Si la société [Localité 2] Assurances, comme le relève la société Agence Immoreva, interprète la notion d’échec comme renvoyant à l’exercice d’une action judiciaire au fond, et fait valoir, en substance, que la société Agence Immoreva n’a encore valablement mené à son terme aucune action à l’encontre de la société General IARD, faute notamment d’avoir formé les demandes idoines dans le dispositif de ses écritures devant le tribunal, elle ne justifie pas que l’échec au sens de la convention des parties ne pouvait s’entendre que comme l’échec irrévocable de l’action en justice exercée par la société Agence Immoreva.
Observation faite que la 'tentative de recours’ de la société Agence Immoreva à l’encontre de la société Generali IARD, à qui elle faisait grief comme l’a rappelé le jugement dont appel de refuser de l’indemniser et de procéder au chiffrage des dommages, a bien 'échoué’ devant le tribunal judiciaire de Pontoise, peu important pour quel motif dès lors que les termes de l’accord sont imprécis, il n’apparaît pas que la société Agence Immoreva est dépourvue de tout intérêt à agir à l’encontre de la société [Localité 2] Assurances à la suite de l’accord conclu le 28 mars 2023, étant rappelé que l’intérêt à agir ne se confond pas avec le bien fondé de l’action.
En vertu des articles 554 et 555 du code de procédure civile, les personnes qui n’ont été ni parties ni représentées en première instance ou qui y ont figuré en une autre qualité peuvent être appelées devant la cour, même aux fins de condamnation, quand l’évolution du litige implique leur mise en cause.
Ainsi qu’il l’a été exposé ci-dessus, la 'tentative de recours’ de la société Agence Immoreva à l’encontre de la société Generali IARD a 'échoué’ devant le tribunal, qui n’a pas considéré qu’il convenait de condamner cette dernière à l’indemniser, peu important pour quels motifs puisque comme déjà indiqué les notions de 'tentative de recours’ et d’ 'échec’ ne sont pas précisément définies.

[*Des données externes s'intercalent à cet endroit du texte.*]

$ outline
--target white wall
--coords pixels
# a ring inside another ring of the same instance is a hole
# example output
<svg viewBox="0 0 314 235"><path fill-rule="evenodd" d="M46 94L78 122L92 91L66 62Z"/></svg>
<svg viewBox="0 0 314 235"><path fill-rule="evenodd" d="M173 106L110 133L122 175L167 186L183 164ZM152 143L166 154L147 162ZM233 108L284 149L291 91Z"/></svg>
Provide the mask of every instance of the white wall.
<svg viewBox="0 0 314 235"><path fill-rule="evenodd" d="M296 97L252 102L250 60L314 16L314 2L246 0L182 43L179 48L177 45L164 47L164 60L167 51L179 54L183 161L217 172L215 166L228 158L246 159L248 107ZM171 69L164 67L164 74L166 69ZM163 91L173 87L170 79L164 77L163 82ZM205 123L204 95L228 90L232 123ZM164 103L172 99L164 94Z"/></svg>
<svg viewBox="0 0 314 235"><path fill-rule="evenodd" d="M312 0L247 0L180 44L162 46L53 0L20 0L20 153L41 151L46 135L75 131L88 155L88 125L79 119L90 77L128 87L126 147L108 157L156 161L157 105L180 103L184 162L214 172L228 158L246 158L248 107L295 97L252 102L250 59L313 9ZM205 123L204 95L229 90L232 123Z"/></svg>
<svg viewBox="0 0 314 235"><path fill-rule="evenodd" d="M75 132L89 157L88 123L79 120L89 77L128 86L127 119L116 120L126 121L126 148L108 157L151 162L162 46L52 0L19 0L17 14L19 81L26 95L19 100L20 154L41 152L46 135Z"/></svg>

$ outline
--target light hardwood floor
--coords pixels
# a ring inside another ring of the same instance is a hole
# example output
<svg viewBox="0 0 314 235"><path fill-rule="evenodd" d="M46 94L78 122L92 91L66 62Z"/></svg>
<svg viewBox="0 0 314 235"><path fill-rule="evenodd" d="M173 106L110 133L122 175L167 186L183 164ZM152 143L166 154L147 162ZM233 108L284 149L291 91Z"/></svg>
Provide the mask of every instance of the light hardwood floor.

Ce qui constitue une circonstance de droit ou de fait née du jugement, qui permet de faire intervenir à la procédure la société [Localité 2] Assurances.
Par ailleurs, la société Agence Immoreva justifie qu’un nouveau désaccord est apparu entre les parties, au mois de décembre 2024, sur le chiffrage des préjudices, à la suite d’opérations d’expertise qui se sont achevées après que le tribunal de Pontoise a rendu le jugement dont appel, et qui portent sur un bâtiment distinct.
Ceci constitue également une circonstance postérieure au jugement, qui permet de faire intervenir à la procédure la société [Localité 2] Assurances.
Les fins de non recevoir soulevées par cette dernière seront par conséquent rejetées.
Pour le surplus, il n’appartient pas au conseiller de la mise en état de 'débouter', ou non, la société Agence Immoreva de sa demande d’intervention forcée à l’encontre de la compagnie [Localité 2] Assurances, ce qui suppose une appréciation du bien fondé de ses prétentions à son encontre, qui relève de la cour d’appel.
A ce stade de la procédure, il n’y a pas lieu de faire application des dispositions de l’article 700 du code de procédure civile.
Quant aux dépens de l’incident, ils suivront le sort des dépens au fond.
PAR CES MOTIFS
Le conseiller de la mise en état, statuant par défaut, par décision susceptible de déféré dans les conditions de l’article 916 du code de procédure civile, par mise à disposition au greffe,
Rejette les fins de non recevoir soulevées par la société [Localité 2] Assurances ;
Dit qu’il n’y a pas lieu de statuer pour le surplus ;
Rejette les demandes sur le fondement de l’article 700 du code de procédure civile ;
Dit que les dépens du présent incident suivront le sort de ceux de la procédure au fond ;
Rappelle que l’affaire sera rappelée à l’audience de mise en état virtuelle du 3 juin 2025.